This meal costs $3.60 and serves two adults ($1.80 per serving).
Get ready for the fastest chili ever. This chili is not lacking at all in flavor even though it takes around 30 minutes from start to finish. Of course, the roasted chicken makes this possible to save a ton of time. If you’re on the go, you could combine all the ingredients in a slow cooker and cook on low for 6 hours. Super simple weeknight meal!
This recipe is perfect for all the leftover dark meat. The dark meat is tender and carries so much flavor. It will make your chili perfectly savory and delicious!
Dinner #3: Chicken Chili
Adapted from 5 Dollar Dinners’ Chicken Enchilada Chili
1 teaspoon beef bouillon base ($0.15)
1 (6-ounce) can tomato paste ($0.79)
3 tablespoons homemade taco seasoning ($0.10)
1 tablespoon chili powder ($0.05)
1 (15-ounce) can red beans, drained ($0.69)
1 (15-ounce) can black beans, rinsed and drained ($0.69)
1 (15-ounce) can diced tomatoes with green chilies ($1.00)
1 1/2 cups shredded roasted chicken ($3.20)
1/2 (12-ounce) bag frozen peppers and onions ($0.50)
- In a large saucepan over medium heat, whisk together the beef bouillon and the tomato paste, plus 1 cup water. Stir well to dissolve the bouillon.
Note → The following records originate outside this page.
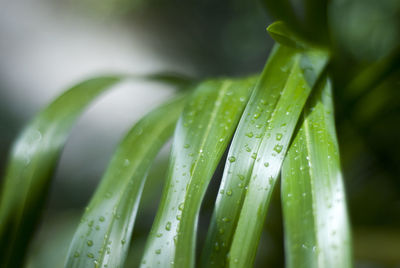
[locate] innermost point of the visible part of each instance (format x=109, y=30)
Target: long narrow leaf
x=202, y=135
x=103, y=237
x=33, y=159
x=257, y=152
x=32, y=162
x=315, y=216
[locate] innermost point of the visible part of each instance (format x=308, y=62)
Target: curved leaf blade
x=313, y=200
x=202, y=135
x=103, y=236
x=256, y=154
x=32, y=162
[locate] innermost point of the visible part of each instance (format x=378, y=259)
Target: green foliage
x=278, y=123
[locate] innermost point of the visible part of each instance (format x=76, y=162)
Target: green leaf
x=313, y=198
x=201, y=137
x=32, y=162
x=256, y=154
x=283, y=35
x=104, y=234
x=282, y=10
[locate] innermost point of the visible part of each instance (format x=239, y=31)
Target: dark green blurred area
x=228, y=38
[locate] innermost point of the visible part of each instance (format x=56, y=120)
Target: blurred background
x=47, y=46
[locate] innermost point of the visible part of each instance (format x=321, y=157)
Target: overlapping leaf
x=315, y=217
x=202, y=135
x=33, y=160
x=256, y=155
x=103, y=237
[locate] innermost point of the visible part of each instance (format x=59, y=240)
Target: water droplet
x=250, y=134
x=278, y=148
x=232, y=159
x=225, y=219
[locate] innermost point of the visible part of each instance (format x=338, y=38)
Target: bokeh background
x=46, y=46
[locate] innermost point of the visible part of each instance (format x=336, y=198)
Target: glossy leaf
x=313, y=199
x=33, y=159
x=201, y=137
x=256, y=154
x=104, y=234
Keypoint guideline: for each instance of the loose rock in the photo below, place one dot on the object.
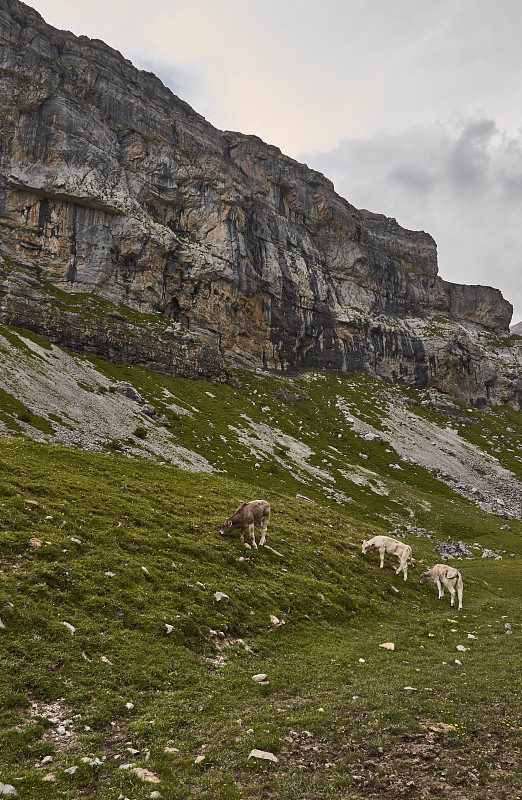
(145, 775)
(264, 755)
(35, 543)
(6, 788)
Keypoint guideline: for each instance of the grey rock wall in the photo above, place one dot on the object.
(110, 184)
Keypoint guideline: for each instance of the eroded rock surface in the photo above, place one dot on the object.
(110, 184)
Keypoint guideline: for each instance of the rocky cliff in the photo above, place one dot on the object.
(110, 185)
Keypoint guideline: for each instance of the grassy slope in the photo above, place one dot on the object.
(191, 695)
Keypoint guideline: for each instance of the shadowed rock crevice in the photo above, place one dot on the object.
(110, 184)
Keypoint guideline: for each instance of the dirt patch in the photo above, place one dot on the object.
(63, 730)
(432, 764)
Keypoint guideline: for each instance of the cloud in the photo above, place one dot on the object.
(461, 182)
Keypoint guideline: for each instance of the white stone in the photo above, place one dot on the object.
(69, 627)
(145, 775)
(264, 755)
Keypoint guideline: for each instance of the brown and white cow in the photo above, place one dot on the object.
(385, 544)
(445, 576)
(248, 515)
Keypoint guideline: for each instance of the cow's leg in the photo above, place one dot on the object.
(263, 527)
(459, 591)
(452, 593)
(252, 535)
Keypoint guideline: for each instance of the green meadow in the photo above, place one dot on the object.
(152, 672)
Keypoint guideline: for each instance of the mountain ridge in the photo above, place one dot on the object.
(111, 185)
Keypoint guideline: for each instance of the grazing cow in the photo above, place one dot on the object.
(256, 512)
(385, 544)
(445, 576)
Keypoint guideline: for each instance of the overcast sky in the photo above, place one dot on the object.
(412, 107)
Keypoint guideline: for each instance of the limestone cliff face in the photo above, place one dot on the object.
(109, 184)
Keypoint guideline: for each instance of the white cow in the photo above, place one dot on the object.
(385, 544)
(256, 512)
(445, 576)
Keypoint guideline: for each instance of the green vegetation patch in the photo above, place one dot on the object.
(152, 670)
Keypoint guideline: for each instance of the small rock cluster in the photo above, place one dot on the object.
(451, 549)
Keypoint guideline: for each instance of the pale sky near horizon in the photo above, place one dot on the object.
(413, 108)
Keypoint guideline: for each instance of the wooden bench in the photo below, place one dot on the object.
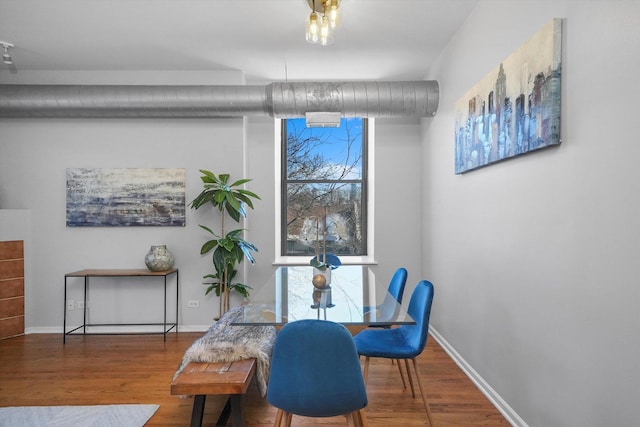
(200, 379)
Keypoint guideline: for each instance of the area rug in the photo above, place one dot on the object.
(72, 416)
(226, 343)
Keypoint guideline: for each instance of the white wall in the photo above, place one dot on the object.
(35, 153)
(534, 259)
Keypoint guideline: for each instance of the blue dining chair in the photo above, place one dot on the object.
(391, 304)
(405, 342)
(316, 372)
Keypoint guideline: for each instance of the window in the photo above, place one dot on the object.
(324, 187)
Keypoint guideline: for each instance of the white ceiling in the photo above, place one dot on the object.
(377, 40)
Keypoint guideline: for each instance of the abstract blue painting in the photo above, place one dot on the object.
(515, 109)
(123, 197)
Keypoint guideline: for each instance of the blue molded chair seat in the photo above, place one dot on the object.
(391, 304)
(316, 372)
(405, 342)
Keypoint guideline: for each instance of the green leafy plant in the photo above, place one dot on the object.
(228, 249)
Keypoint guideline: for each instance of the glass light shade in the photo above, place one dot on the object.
(333, 10)
(326, 35)
(313, 28)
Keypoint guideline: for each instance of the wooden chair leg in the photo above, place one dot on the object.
(406, 364)
(404, 382)
(424, 399)
(361, 417)
(287, 419)
(278, 421)
(351, 421)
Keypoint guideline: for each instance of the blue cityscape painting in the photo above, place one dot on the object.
(124, 197)
(515, 109)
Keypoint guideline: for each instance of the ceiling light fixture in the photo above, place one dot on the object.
(323, 19)
(6, 58)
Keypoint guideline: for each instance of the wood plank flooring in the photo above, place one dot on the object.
(38, 369)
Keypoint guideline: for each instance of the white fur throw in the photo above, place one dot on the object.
(226, 343)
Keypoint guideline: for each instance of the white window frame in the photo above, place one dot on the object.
(304, 260)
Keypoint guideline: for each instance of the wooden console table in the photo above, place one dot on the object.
(87, 274)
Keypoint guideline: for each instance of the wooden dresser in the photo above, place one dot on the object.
(11, 288)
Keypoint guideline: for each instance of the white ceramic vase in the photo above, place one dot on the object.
(159, 258)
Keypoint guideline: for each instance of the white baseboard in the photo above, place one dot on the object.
(507, 411)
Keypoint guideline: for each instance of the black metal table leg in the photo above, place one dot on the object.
(236, 410)
(198, 410)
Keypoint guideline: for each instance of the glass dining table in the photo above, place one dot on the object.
(353, 297)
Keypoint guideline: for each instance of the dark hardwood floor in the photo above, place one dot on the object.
(38, 369)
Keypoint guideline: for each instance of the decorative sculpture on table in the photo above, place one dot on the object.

- Stir in the homemade taco seasoning and chili powder. Add the red beans, black beans and canned tomatoes with green chilies. Stir through, and let simmer for 10 minutes.
- Stir in the chicken. Let simmer 15 minutes.
This meal costs $7.17 and serves four adults ($1.80 per serving).
The total cost for all 3 nutritious meals comes to $16.72. How’s that for eating well on a budget?
Of course, there is one more way to make this chicken go even further. Make chicken stock from the bones! Simply add onions, celery and salt to taste to the bones in a slow cooker. Cover everything with water, and simmer on low for 18–24 hours. This will produce a delicious, hearty chicken stock that you can use in soups and recipes that call for broth.